U.S. retail sales remained soft in the month of February per the recent data released by the United States Commerce Department, reflecting a decline of 0.1%, way behind the consensus expectation of 0.4% growth. January data, however, was revised upward to show sales dipping 0.1% instead of decline of 0.3% as previously reported. It marked three months of decline in a row, since April 2012.
Among the various components of the retail sales, vehicles sales declined 0.9% in February, according to the monthly report. Furthermore, furniture sales, health care, and personal care sales, declined 0.8% and 0.4%, respectively. Sales at gasoline stores were down 1.2% and food sales decreased 0.1%.
However, the month’s bright spots were a 1.9% increase in building materials against a decline of 1.7% in January and 0.2% restaurant sales growth from a 0.1% gain the previous month. Also, sales at non-store retailers jumped 1% after a sharp fall in January.

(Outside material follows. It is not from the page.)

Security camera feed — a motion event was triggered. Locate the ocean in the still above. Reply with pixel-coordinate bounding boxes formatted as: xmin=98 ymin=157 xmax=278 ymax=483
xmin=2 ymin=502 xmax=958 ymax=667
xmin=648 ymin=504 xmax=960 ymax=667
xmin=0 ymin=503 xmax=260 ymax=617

Is There a Cause for Concern?
Following the data release, J.P. Morgan cut its first-quarter 2018 GDP forecast from 2.5% to 2%, while Goldman Sachs reduced the same to 1.8% from 2%. The Atlanta Fed’s GDP estimate fell to 1.9%, down from 2.5%.
Given that retail sales for the first two months of the first quarter were not so strong, its contribution to the quarter’s GDP should be below than last quarter and weigh on economic growth. In the fourth quarter, the economy grew 2.5%, but expectations are growth of 3% per the third revision which is due later this month.
However, looking further, core retail sales (which exclude sales related to vehicles, gasoline, building materials and food services and more closely indicate GDP trends) inched up 0.1% after remaining unchanged in the month of January. The number was, however, lower than the consensus estimate of a 0.5% gain. Also, the monthly report states that retail sales increased 4% year over year, provided some breather.
Economists believe that an increase in spending on services should buoy first-quarter retail sales results and there is the likelihood of strong service spending given solid recent data.